事業所得と雑所得の判断基準は?

近年では働き方の多様化により、給与収入を得ながら副業収入のある方も多いと思います。
副業は事業として行うものであれば事業所得、事業として行うものでなければ雑所得となり、実際は雑所得に該当するケースが多いように思います。ただ所得税法上、事業についての定義はなく、営利性・継続性・独立性の観点から事業かどうかの判断をすることとなり、悩ましい論点でもありました。
その結果、事業規模でないにもかかわらず、確定申告の際に副業を事業所得として申告し節税をするというケースが散見されたために、令和4年分以後の申告の際にはその副業が事業所得なのか雑所得なのかの判定基準として、その副業収入が300万円以下の場合には雑所得(業務に係る雑所得)に該当すると通達により明確化されました。

事業所得と雑所得のどちらの所得で確定申告しても、税額にインパクトは無いと考える方もいらっしゃるかもしれませんが、計算上は事業所得として申告した方が税額は少なくなります
その理由は、事業所得の場合青色申告特別控除を適用できること、損失がある場合には給与所得等他の所得と損益通算できることが挙げられます。
雑所得はこれらが出来ないため、所得の区分によって税額も変わってくるということになります。

事業所得と雑所得は、社会通念上事業と称するに至る程度で行っているかどうかが判定の原則です。ただし今回の改正でその事業規模の判定に迷う場合、主たる所得でなく、かつその所得に係る収入が300万円を超えない場合には反証のない限り雑所得に該当することとなります。
反証のない限りとは、例えばこれまで事業所得で申告していたものの、コロナの影響等の理由により収入が減少し300万円以下となった場合は事業所得のままとなりますし、収入が300万円超であっても判定の原則である事業規模に満たない場合には雑所得となります。

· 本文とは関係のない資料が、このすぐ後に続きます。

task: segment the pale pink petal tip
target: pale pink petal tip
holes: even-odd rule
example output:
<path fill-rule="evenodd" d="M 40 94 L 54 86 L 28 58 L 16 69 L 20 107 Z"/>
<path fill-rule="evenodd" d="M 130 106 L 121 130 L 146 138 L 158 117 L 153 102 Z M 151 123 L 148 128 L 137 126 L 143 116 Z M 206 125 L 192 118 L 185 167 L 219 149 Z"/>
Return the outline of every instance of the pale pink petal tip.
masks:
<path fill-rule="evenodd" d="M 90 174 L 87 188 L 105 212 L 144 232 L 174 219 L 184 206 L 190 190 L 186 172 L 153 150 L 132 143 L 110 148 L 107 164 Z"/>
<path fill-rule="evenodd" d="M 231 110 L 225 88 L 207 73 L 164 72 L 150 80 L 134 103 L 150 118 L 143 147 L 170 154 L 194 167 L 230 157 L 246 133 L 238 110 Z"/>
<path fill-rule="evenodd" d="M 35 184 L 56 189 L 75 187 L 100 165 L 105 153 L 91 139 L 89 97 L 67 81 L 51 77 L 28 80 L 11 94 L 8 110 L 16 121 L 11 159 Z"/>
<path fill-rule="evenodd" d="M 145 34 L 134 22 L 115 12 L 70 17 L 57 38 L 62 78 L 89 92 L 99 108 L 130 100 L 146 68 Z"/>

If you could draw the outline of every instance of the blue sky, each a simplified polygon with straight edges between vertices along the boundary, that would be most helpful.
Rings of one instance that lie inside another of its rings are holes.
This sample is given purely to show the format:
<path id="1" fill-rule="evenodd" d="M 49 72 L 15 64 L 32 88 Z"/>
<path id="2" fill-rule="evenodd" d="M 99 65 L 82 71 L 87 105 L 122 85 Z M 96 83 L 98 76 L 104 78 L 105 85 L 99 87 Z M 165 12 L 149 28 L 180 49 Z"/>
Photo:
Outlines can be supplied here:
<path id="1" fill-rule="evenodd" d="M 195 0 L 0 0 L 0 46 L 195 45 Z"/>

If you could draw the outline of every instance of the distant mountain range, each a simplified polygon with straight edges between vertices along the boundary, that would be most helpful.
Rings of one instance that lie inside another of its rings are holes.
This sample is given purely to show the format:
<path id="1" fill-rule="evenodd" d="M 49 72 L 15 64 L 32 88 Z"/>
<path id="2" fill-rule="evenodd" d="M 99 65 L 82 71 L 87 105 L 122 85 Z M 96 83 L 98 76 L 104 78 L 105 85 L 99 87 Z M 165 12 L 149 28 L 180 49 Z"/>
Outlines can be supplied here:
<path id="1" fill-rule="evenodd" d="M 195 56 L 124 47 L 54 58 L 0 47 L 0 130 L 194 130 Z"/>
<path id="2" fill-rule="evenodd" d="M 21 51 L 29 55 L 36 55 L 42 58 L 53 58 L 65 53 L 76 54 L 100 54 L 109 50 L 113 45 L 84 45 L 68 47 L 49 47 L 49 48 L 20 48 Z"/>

副業のある方は、その収入が事業所得なのか雑所得なのかをまずはしっかり把握するようにしましょう。

追記
記事を更新後の10月7日に国税庁から副業収入等についての所得税法基本通達の公表がありましたので追記します。
上記の300万円の基準に対して国税庁へ納税者から多くの意見が寄せられた経緯もあり、その内容が削除され、その所得に係る取引を記録した帳簿の保存がある場合には、概ね事業所得に該当するとされました。
ただしあくまで事業所得に該当するかは社会通念上での判定が原則となり、帳簿の保存がある場合でも営利性(毎年赤字になっている等)が認められない場合等には雑所得となります。